Tu sais plus de choses que tu ne le crois. Vraiment.

Beaucoup de professionnels attendent d’être “ultra prêts” pour partager. Mauvaise idée. Tu n’as pas besoin d’être le meilleur du monde. Tu dois être utile, clair et cohérent.

Montrer ton expertise, ça peut être simple : expliquer un outil, détailler une méthode, décortiquer un processus, montrer un avant/après, raconter comment tu as résolu un problème. Ce sont ces micro-preuves répétées qui construisent l’autorité.

Et ce point est essentiel : ton personal branding ne peut pas tenir s’il n’est porté que par du style. Il doit être soutenu par du fond.


Étape 6 : Choisir la bonne plateforme (celle où ta cible est, et où toi tu peux tenir)
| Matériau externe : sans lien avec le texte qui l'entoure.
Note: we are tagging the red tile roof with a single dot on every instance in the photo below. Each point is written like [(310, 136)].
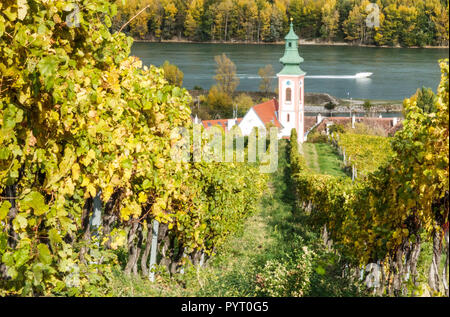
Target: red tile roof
[(221, 122), (267, 112)]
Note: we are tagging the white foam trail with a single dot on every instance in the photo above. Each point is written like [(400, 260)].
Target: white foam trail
[(356, 76)]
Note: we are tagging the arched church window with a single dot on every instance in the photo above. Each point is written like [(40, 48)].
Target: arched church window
[(288, 94)]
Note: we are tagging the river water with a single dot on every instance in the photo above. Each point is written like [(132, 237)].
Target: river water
[(396, 72)]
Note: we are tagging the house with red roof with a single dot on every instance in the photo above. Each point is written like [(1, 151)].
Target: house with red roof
[(287, 112)]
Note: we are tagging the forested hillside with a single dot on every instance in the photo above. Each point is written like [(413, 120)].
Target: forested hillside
[(402, 22)]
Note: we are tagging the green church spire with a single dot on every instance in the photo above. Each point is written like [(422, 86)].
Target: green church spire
[(291, 59)]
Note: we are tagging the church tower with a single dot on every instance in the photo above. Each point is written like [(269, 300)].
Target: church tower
[(291, 112)]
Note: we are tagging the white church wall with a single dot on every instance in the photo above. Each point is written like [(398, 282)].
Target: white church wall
[(250, 121)]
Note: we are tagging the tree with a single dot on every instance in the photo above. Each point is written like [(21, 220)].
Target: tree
[(219, 103), (226, 78), (426, 100), (440, 19), (173, 74), (267, 74), (193, 18), (243, 102), (330, 19), (367, 105)]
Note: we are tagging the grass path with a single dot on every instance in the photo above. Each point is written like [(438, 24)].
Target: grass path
[(322, 158), (277, 233), (310, 153)]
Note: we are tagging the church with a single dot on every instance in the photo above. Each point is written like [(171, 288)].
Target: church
[(286, 113)]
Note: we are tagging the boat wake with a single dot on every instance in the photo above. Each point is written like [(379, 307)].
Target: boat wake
[(356, 76)]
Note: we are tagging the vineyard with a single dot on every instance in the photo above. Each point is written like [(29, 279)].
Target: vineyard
[(83, 124), (90, 189), (364, 152), (388, 215)]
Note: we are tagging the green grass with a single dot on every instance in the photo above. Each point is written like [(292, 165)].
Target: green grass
[(322, 158), (277, 233)]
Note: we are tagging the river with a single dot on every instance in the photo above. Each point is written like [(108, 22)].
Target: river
[(396, 72)]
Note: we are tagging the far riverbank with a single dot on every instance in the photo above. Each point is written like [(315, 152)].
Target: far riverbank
[(302, 42)]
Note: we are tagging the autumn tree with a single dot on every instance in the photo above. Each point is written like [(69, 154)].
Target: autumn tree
[(243, 103), (193, 18), (219, 103), (267, 74), (330, 20), (226, 78), (173, 74)]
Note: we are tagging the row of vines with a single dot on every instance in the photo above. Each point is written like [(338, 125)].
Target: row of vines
[(387, 216), (364, 152), (84, 127)]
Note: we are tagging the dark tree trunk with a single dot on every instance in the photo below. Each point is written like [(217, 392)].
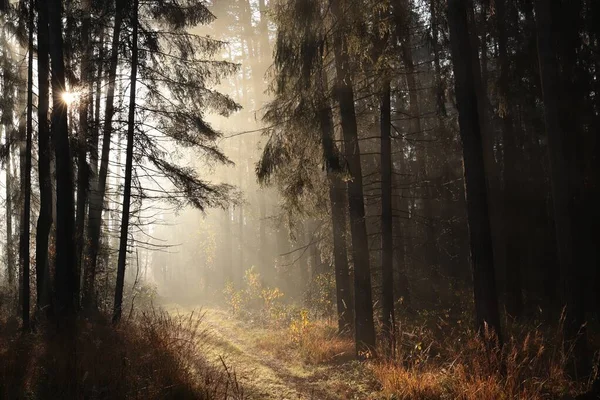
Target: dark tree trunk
[(387, 238), (338, 216), (227, 264), (95, 132), (65, 276), (262, 256), (124, 238), (8, 132), (363, 304), (84, 133), (560, 173), (439, 83), (98, 193), (512, 205), (44, 223), (26, 182), (486, 302)]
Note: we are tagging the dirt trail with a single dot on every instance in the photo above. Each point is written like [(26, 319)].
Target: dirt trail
[(266, 377)]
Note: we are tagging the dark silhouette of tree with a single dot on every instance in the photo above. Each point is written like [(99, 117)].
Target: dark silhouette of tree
[(44, 223), (486, 303), (26, 179), (65, 267), (124, 235)]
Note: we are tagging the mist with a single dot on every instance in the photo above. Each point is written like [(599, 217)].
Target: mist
[(299, 199)]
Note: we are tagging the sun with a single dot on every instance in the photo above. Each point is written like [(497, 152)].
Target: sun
[(69, 97)]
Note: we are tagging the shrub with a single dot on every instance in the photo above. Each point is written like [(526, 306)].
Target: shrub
[(153, 356)]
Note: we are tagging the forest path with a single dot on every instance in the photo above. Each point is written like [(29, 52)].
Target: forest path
[(267, 377)]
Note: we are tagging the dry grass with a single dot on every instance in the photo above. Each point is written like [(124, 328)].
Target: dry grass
[(320, 343), (156, 356), (531, 365)]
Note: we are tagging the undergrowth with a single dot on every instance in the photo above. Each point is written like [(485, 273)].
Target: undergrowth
[(153, 356), (453, 362), (437, 355)]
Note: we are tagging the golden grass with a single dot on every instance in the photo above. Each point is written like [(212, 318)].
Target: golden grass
[(155, 356), (320, 343), (530, 366)]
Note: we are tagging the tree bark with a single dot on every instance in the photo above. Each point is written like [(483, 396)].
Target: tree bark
[(98, 193), (514, 295), (561, 184), (486, 303), (82, 146), (65, 275), (44, 222), (387, 238), (338, 214), (363, 304), (26, 182), (128, 172)]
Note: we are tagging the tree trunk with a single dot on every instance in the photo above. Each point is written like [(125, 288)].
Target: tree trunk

Tu peux faire le meilleur contenu du monde : si ta cible n’est pas là, ça ne sert à rien.

Chaque réseau a une culture, des formats, une audience. Il faut choisir un endroit où tu te sens suffisamment à l’aise pour être régulier, et où tu peux exprimer ta créativité sans te forcer.

Moi, j’ai une affection particulière pour LinkedIn (oui, je prêche pour ma paroisse), notamment parce que la recherche te donne une lecture immédiate du marché : tu peux savoir combien de personnes portent tel titre, et donc valider qu’il y a du volume.

Mais la vraie règle, ce n’est pas “tout le monde doit être sur LinkedIn”. La vraie règle, c’est : choisis ton terrain et deviens bon dessus.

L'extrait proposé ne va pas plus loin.